II. Absolute Unzulässigkeit der Revision:
Gemäß § 6 Abs. 1 Oö. Parkgebührengesetz beträgt der Strafrahmen
bis zu 220 Euro und wurde eine Geldstrafe von nunmehr 30 Euro verhängt.
Gemäß § 25a Abs.4 VwGG ist daher eine Revision an den Verwaltungsgerichtshof absolut unzulässig;
VwGH vom 21.11.2014, Ra 2014/02/0122; vom 10.10.2014, Ra 2014/02/0093;
vom 30.09.2014, Ra 2014/02/0054.
R e c h t s m i t t e l b e l e h r u n g
Gegen dieses Erkenntnis besteht innerhalb von sechs Wochen ab dem Tag
der Zustellung die Möglichkeit der Erhebung einer Beschwerde beim Verfassungsgerichtshof (VfGH).
Eine Beschwerde an den VfGH ist unmittelbar bei diesem einzubringen.

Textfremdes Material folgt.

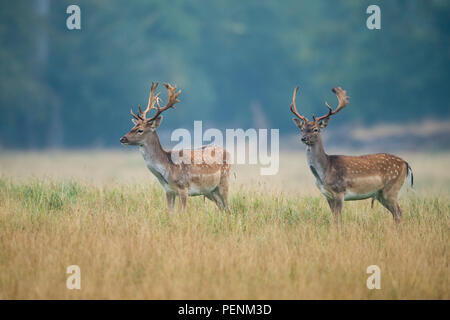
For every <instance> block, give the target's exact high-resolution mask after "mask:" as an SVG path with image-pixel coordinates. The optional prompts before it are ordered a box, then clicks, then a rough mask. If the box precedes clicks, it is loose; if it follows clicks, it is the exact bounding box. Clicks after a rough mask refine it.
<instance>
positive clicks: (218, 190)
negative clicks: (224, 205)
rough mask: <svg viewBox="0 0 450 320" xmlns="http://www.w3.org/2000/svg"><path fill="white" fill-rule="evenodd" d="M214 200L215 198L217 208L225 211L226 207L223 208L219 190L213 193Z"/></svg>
mask: <svg viewBox="0 0 450 320" xmlns="http://www.w3.org/2000/svg"><path fill="white" fill-rule="evenodd" d="M212 195H213V198H214V202H215V203H216V205H217V207H218V208H219V210H220V211H221V210H223V208H224V206H223V201H222V197H221V195H220V193H219V189H218V188H217V189H215V190H214V191H213V192H212Z"/></svg>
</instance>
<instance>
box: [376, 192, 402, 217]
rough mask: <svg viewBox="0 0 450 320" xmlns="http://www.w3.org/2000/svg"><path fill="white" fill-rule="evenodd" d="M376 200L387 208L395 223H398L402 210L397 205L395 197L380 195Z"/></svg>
mask: <svg viewBox="0 0 450 320" xmlns="http://www.w3.org/2000/svg"><path fill="white" fill-rule="evenodd" d="M378 200H379V201H380V203H381V204H382V205H383V207H385V208H386V209H388V210H389V212H390V213H391V214H392V217H393V218H394V221H395V223H399V222H400V218H401V216H402V211H401V209H400V206H399V205H398V202H397V198H396V197H385V196H381V197H380V198H379V199H378Z"/></svg>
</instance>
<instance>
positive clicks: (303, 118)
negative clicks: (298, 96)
mask: <svg viewBox="0 0 450 320" xmlns="http://www.w3.org/2000/svg"><path fill="white" fill-rule="evenodd" d="M297 91H298V86H296V87H295V89H294V93H293V94H292V103H291V111H292V113H293V114H295V115H296V116H297V117H298V118H299V119H301V120H303V121H308V119H306V117H304V116H302V115H300V114H299V113H298V111H297V108H296V106H295V98H296V97H297Z"/></svg>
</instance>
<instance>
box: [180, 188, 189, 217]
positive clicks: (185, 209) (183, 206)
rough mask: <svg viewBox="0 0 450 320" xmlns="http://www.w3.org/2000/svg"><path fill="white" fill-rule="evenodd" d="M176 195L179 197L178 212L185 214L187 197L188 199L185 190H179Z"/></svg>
mask: <svg viewBox="0 0 450 320" xmlns="http://www.w3.org/2000/svg"><path fill="white" fill-rule="evenodd" d="M178 195H179V196H180V204H179V206H180V207H179V208H180V211H181V212H182V213H185V212H186V204H187V197H188V193H187V190H185V189H181V190H179V191H178Z"/></svg>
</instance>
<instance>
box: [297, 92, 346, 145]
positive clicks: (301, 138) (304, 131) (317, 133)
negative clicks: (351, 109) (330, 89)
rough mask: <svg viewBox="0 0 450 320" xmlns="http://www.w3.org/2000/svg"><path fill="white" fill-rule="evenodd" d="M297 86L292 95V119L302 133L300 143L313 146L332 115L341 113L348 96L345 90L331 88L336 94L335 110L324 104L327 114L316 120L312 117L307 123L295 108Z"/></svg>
mask: <svg viewBox="0 0 450 320" xmlns="http://www.w3.org/2000/svg"><path fill="white" fill-rule="evenodd" d="M297 91H298V86H297V87H296V88H295V89H294V94H293V95H292V103H291V111H292V113H293V114H294V115H296V117H297V118H293V119H292V120H294V123H295V125H296V126H297V127H298V128H299V129H300V130H301V131H302V138H301V140H302V142H303V143H305V144H306V145H309V146H311V145H314V144H315V143H316V142H317V141H318V140H319V139H320V131H321V130H322V129H323V128H326V126H327V125H328V122H329V121H330V118H331V116H332V115H335V114H336V113H338V112H339V111H341V110H342V109H343V108H344V107H345V106H346V105H347V104H348V96H347V92H346V91H345V90H342V88H341V87H336V88H333V89H332V91H333V92H334V93H335V94H336V96H337V98H338V101H339V104H338V106H337V108H336V109H335V110H333V108H331V107H330V105H329V104H328V103H327V102H325V105H326V106H327V108H328V113H327V114H326V115H324V116H321V117H319V118H316V117H315V116H314V115H313V116H312V118H313V121H309V120H308V119H307V118H306V117H304V116H302V115H300V114H299V113H298V111H297V108H296V106H295V98H296V95H297Z"/></svg>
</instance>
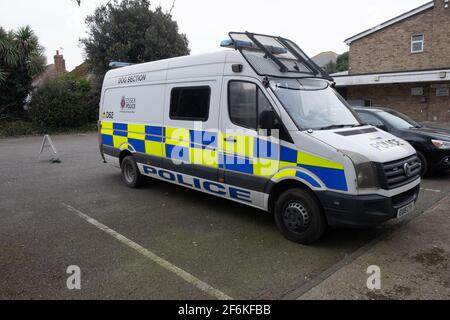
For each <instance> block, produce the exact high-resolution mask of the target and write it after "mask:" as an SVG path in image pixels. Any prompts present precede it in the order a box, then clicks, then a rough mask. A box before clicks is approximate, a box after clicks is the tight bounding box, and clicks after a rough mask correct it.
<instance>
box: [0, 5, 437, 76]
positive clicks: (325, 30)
mask: <svg viewBox="0 0 450 320" xmlns="http://www.w3.org/2000/svg"><path fill="white" fill-rule="evenodd" d="M107 2H108V0H81V6H80V7H79V6H78V4H77V2H76V1H75V0H0V26H2V27H3V28H4V29H7V30H9V29H17V28H19V27H21V26H24V25H30V26H31V27H32V28H33V30H34V31H35V33H36V34H37V36H38V37H39V39H40V43H41V44H42V45H43V46H44V47H45V49H46V50H45V54H46V56H47V61H48V63H53V55H54V54H55V52H56V50H58V49H59V50H60V51H61V52H62V53H63V54H64V58H65V60H66V66H67V69H68V70H72V69H73V68H75V67H76V66H77V65H79V64H81V63H82V62H83V60H84V52H83V48H82V47H81V46H80V45H79V39H80V38H83V37H85V36H86V30H87V28H86V25H85V23H84V20H85V17H86V16H87V15H89V14H92V13H93V12H94V10H95V8H96V7H98V6H99V5H101V4H106V3H107ZM427 2H429V1H428V0H339V1H336V0H320V1H318V0H270V1H268V0H176V2H175V7H174V9H173V11H172V15H173V17H174V19H175V20H176V21H177V22H178V25H179V28H180V32H182V33H185V34H186V35H187V37H188V40H189V47H190V48H191V54H199V53H207V52H213V51H217V50H220V48H219V44H220V42H221V40H224V39H227V38H228V32H229V31H251V32H256V33H264V34H270V35H277V36H278V35H279V36H283V37H285V38H289V39H291V40H293V41H294V42H296V43H297V44H298V45H299V46H300V47H301V48H302V49H303V50H304V51H305V52H306V53H307V54H308V55H310V56H314V55H316V54H318V53H320V52H322V51H334V52H336V53H343V52H345V51H347V50H348V47H347V45H346V44H345V43H344V40H345V39H347V38H349V37H351V36H353V35H355V34H357V33H360V32H362V31H364V30H366V29H369V28H372V27H375V26H377V25H379V24H380V23H382V22H384V21H386V20H388V19H391V18H393V17H395V16H398V15H400V14H402V13H404V12H407V11H409V10H411V9H414V8H416V7H418V6H420V5H422V4H424V3H427ZM172 3H173V0H154V1H151V4H152V8H155V7H157V6H161V7H162V8H163V10H165V11H168V10H170V8H171V7H172Z"/></svg>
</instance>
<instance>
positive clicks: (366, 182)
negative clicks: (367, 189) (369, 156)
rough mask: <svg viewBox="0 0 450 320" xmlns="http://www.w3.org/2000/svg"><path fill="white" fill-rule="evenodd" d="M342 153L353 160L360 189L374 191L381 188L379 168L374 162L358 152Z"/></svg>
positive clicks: (350, 151) (356, 177)
mask: <svg viewBox="0 0 450 320" xmlns="http://www.w3.org/2000/svg"><path fill="white" fill-rule="evenodd" d="M342 152H343V153H344V154H345V155H347V156H348V157H349V158H350V160H352V162H353V165H354V166H355V171H356V181H357V184H358V189H374V188H379V187H380V184H379V182H378V175H377V168H376V167H375V165H374V163H373V162H371V161H370V160H369V159H367V158H366V157H364V156H363V155H361V154H359V153H356V152H351V151H344V150H343V151H342Z"/></svg>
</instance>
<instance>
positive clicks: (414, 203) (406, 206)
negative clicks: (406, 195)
mask: <svg viewBox="0 0 450 320" xmlns="http://www.w3.org/2000/svg"><path fill="white" fill-rule="evenodd" d="M415 206H416V203H415V202H411V203H410V204H408V205H406V206H404V207H402V208H400V209H398V211H397V219H400V218H403V217H404V216H407V215H409V214H411V213H412V212H413V211H414V208H415Z"/></svg>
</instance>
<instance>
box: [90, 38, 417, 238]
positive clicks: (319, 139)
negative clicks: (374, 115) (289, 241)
mask: <svg viewBox="0 0 450 320" xmlns="http://www.w3.org/2000/svg"><path fill="white" fill-rule="evenodd" d="M229 36H230V39H229V40H225V41H223V42H222V44H221V45H222V47H224V48H225V49H224V50H223V51H221V52H218V53H211V54H205V55H196V56H186V57H179V58H173V59H167V60H161V61H155V62H150V63H143V64H138V65H132V66H128V67H123V68H118V69H113V70H110V71H109V72H108V73H107V74H106V76H105V79H104V84H103V89H102V95H101V102H100V121H99V130H100V149H101V154H102V156H103V159H104V160H105V162H108V163H110V164H113V165H115V166H117V167H119V168H121V172H122V178H123V181H124V183H125V184H126V185H128V186H129V187H132V188H136V187H139V186H140V185H142V183H143V182H144V179H145V177H151V178H155V179H160V180H163V181H167V182H170V183H174V184H178V185H180V186H182V187H185V188H191V189H195V190H199V191H202V192H206V193H208V194H211V195H215V196H219V197H222V198H226V199H230V200H233V201H236V202H239V203H241V204H244V205H248V206H251V207H255V208H258V209H262V210H265V211H268V212H271V213H273V214H274V216H275V221H276V224H277V226H278V228H279V229H280V230H281V232H282V233H283V235H284V236H285V237H286V238H287V239H289V240H292V241H295V242H298V243H302V244H310V243H313V242H315V241H317V240H318V239H319V238H321V236H322V235H323V233H324V231H325V229H326V227H327V226H328V225H329V226H338V227H369V226H373V225H376V224H380V223H382V222H384V221H387V220H389V219H396V218H397V219H399V218H402V217H403V216H405V215H408V214H410V213H411V212H413V211H414V207H415V202H416V200H417V197H418V194H419V190H420V171H421V170H420V161H419V159H418V158H417V155H416V152H415V150H414V149H413V148H412V147H411V146H410V145H409V144H408V143H407V142H405V141H404V140H401V139H399V138H396V137H394V136H392V135H390V134H388V133H386V132H384V131H382V130H379V129H377V128H375V127H373V126H370V125H366V124H364V123H362V122H361V121H360V119H359V118H358V116H357V115H356V114H355V113H354V112H353V111H352V109H351V108H350V107H349V105H348V104H347V103H346V102H345V101H344V100H343V98H342V97H341V96H339V94H338V93H337V92H336V91H335V90H334V89H333V85H334V84H333V79H332V78H330V77H329V75H328V74H326V73H325V72H324V71H323V70H322V69H321V68H320V67H318V66H317V65H316V64H315V63H314V62H313V61H312V60H311V59H310V58H308V57H307V56H306V54H305V53H304V52H303V51H302V50H301V49H300V48H299V47H298V46H297V45H296V44H295V43H294V42H292V41H290V40H288V39H285V38H282V37H273V36H267V35H260V34H255V33H249V32H232V33H230V34H229Z"/></svg>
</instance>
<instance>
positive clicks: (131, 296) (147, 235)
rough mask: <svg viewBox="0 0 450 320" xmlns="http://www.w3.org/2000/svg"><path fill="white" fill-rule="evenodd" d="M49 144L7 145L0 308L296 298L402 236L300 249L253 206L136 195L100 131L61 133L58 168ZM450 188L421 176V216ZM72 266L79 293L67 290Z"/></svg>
mask: <svg viewBox="0 0 450 320" xmlns="http://www.w3.org/2000/svg"><path fill="white" fill-rule="evenodd" d="M41 141H42V137H27V138H11V139H2V140H0V150H1V151H0V177H1V179H0V243H1V250H0V285H1V286H2V287H1V288H0V299H92V298H97V299H116V298H117V299H200V298H204V299H214V298H215V296H214V294H211V292H210V291H208V290H202V289H201V288H203V289H204V286H203V287H202V285H203V284H205V285H206V284H207V285H208V286H209V288H213V289H215V290H217V292H220V293H223V294H224V295H226V296H228V297H231V298H235V299H249V298H250V299H282V298H289V299H292V298H297V297H298V296H300V294H301V293H302V290H303V289H302V288H308V286H309V284H311V283H313V282H314V281H316V279H317V277H319V276H320V275H322V274H323V273H324V272H327V270H330V269H332V268H334V267H335V266H336V265H338V264H339V263H341V261H343V260H344V259H349V258H352V257H354V256H357V254H358V252H359V251H361V250H362V249H361V248H367V250H370V244H371V243H373V242H374V240H376V239H378V238H379V237H381V236H382V235H383V234H386V233H387V232H402V228H401V226H399V225H398V224H402V223H404V221H403V222H402V221H400V222H390V223H387V224H385V225H383V226H380V227H378V228H375V229H370V230H330V231H329V232H328V234H327V235H326V236H325V238H324V239H323V240H321V241H320V242H319V243H317V244H315V245H313V246H309V247H306V246H301V245H298V244H295V243H291V242H289V241H287V240H285V239H284V238H283V237H282V235H281V234H280V233H279V232H278V230H277V228H276V226H275V223H274V221H273V218H272V216H271V215H269V214H266V213H264V212H261V211H258V210H255V209H251V208H248V207H245V206H242V205H239V204H235V203H232V202H229V201H226V200H222V199H219V198H215V197H212V196H208V195H205V194H202V193H199V192H195V191H189V190H185V189H183V188H181V187H178V186H174V185H170V184H167V183H165V182H160V181H153V182H151V183H150V184H149V185H148V186H147V187H146V188H143V189H140V190H132V189H128V188H127V187H125V186H124V184H123V183H122V182H121V179H120V172H119V170H118V169H116V168H113V167H110V166H108V165H105V164H103V163H102V161H101V159H100V155H99V152H98V144H97V143H98V142H97V136H96V134H86V135H61V136H54V137H53V141H54V143H55V145H56V147H57V149H58V151H59V154H60V157H61V159H62V163H60V164H52V163H50V162H49V161H48V160H47V159H48V158H49V157H47V159H46V158H45V157H43V158H42V160H38V151H39V147H40V144H41ZM449 182H450V174H439V175H435V176H432V177H430V178H427V179H425V180H424V181H423V183H422V192H421V196H420V199H419V202H418V205H417V210H416V213H415V215H416V216H417V215H420V214H421V213H422V212H423V211H424V210H426V209H428V208H430V207H432V206H433V205H434V204H436V203H437V202H438V201H439V200H441V199H443V198H444V197H445V196H446V195H448V194H450V183H449ZM81 215H84V218H83V216H81ZM92 219H95V221H94V220H92ZM410 219H411V218H410ZM105 228H107V229H105ZM114 235H116V237H115V236H114ZM133 246H134V247H133ZM157 259H161V260H157ZM158 261H160V263H158ZM161 261H164V262H161ZM166 262H167V263H168V265H166V267H164V264H165V263H166ZM70 265H77V266H79V267H80V269H81V284H82V288H81V290H68V288H67V286H66V280H67V277H68V276H69V275H68V274H67V273H66V269H67V267H68V266H70ZM186 275H189V276H191V277H192V278H189V279H190V280H189V279H188V280H189V281H186ZM199 281H200V282H201V283H199Z"/></svg>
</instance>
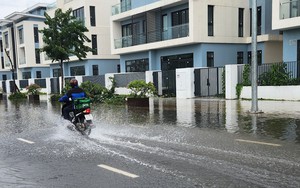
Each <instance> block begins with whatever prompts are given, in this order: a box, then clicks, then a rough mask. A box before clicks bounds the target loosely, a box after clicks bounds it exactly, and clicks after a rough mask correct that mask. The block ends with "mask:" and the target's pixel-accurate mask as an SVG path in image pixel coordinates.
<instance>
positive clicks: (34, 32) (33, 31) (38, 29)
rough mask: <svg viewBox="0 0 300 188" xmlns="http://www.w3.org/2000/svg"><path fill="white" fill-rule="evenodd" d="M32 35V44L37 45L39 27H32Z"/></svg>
mask: <svg viewBox="0 0 300 188" xmlns="http://www.w3.org/2000/svg"><path fill="white" fill-rule="evenodd" d="M33 33H34V42H35V43H39V27H38V25H34V26H33Z"/></svg>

Die Abfassung und die Einbringung einer Beschwerde haben durch einen bevollmächtigten Rechtsanwalt bzw. eine bevollmächtigte Rechtsanwältin zu erfolgen.
Für die Beschwerde ist eine Eingabegebühr von 240.- Euro zu entrichten.
H i n w e i s
Bitte erachten Sie den von der belangten Behörde mit der angefochtenen Entscheidung übermittelten Zahlschein als hinfällig. Sie erhalten von der genannten Behörde einen aktualisierten Zahlschein zugesandt.